Wie wichtig die Kenntnis der Kristallstruktur ist, zeigt nicht zuletzt der Nobelpreis von 1988, den Robert Huber und Hartmut Michel vom MPI für Biochemie in Martinsried zusammen mit dem in Dallas forschenden Johann Deisenhofer erhielten. Sie hatten die dreidimensionale Struktur der Andockstelle (Rezeptor) eines Membranproteins aufgeklärt.

„MacKinnon hatte sich in den Kopf gesetzt, die Kristallstruktur eines kompletten Ionenkanals zu finden“, sagt Stümer, der selbst auf diesem Gebiet arbeitet und den „sehr intelligenten und weltweit gefragten Forscher“ von Kongressen persönlich kennt. MacKinnon sei „sehr schlau vorgegangen“ und habe unwesentliche Teile abgetrennt. Per Röntgenstrukturanalyse ließ sich dann der Ionenkanal „KcsA K+“ entschlüsseln. Das dreidimensionale „Foto“ zeigt, wie das zunächst von Wasser umhüllte Kalium auf der Außenseite der Zelle die feuchte Hhülle verliert und entlang einer Art Förderband ins Innere gelangt.

Der Türsteher des Ionenkanals weist also Wasser ab. Für den Transport des nassen Mediums, aus dem Menschen zu 70 Prozent bestehen, gibt es wiederum spezielle Kanäle. Die „Aquaporine“ lassen nur Wassermoleküle durch und verhindern gleichzeitig, dass die Zelle Nährstoffmoleküle oder Salze verliert. Sie haben eine riesige Kapazität von rund zwei Milliarden Wassermolekülen pro Sekunde und Kanal.

Spezielle Medikamente entwickeln

Schon Mitte des 19. Jahrhunderts ahnte man, dass es solche speziellen Schleusen geben müsse. Doch erst 1988 stieß Peter Agre auf ein entsprechendes Eiweiß, als er die Membran von Blutzellen untersuchte. Der Aufbau ähnelte einem Membranprotein des Auges, das am Wassernachschub für Tränen beteiligt war.
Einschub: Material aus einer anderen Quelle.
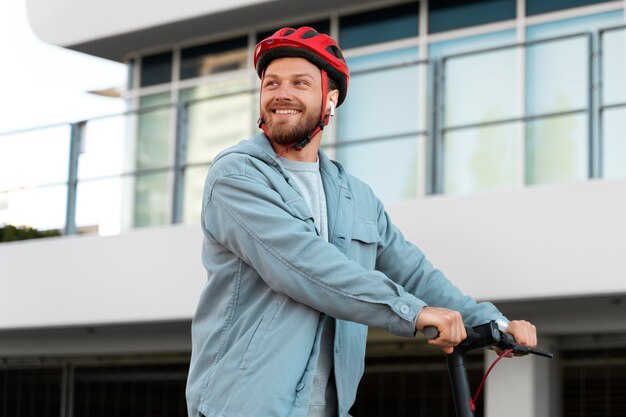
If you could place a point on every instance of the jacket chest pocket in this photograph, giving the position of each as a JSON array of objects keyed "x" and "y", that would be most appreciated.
[{"x": 364, "y": 243}]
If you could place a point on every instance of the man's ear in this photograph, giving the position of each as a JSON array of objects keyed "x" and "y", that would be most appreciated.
[{"x": 332, "y": 97}]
Der Nachweis dieses ersten speziellen Kanals gelang durch Kristallisation des Proteins „CHIP28“, heute „Aquaporin 1“ genannt. Per Elektronenbeugung konnte die Struktur nachgewiesen werden. Bei seinen Forschungen arbeitete Agre mit Teams aus Basel und Japan zusammen. Inzwischen sind allein beim Menschen elf solcher Aquaporine bekannt, bei Pflanzen rund 35.

Nachdem die Struktur der Kanäle bekannt sei, gehe es jetzt darum, die Funktion dieser elementaren Lebensvorgänge detailliert aufzuklären, sagt Kühlbrandt. Das könne die Entwicklung spezieller Medikamente helfen. Mutationen in den Kaliumkanälen sind häufig mit Erbkrankheiten verbunden, etwa bei Herzrhythmusstörungen und Epilepsie.

Bei der Krankheit Mukoviszidose sammelt sich Schleim in der Lunge, weil ein Kanal für Chlor-Ionen defekt ist. Die Niere nutzt die Kanäle, um Wasser aus einem Vorläufer des Urins zurückzugewinnen. Spezielle Medikamente können diese Schleusenwirkung blockieren oder verstärken. Auch Mittel gegen Bluthochdruck oder gegen Diabetes wirken unter anderem durch ihren Einfluss auf spezielle Ionenkanäle der Zellen.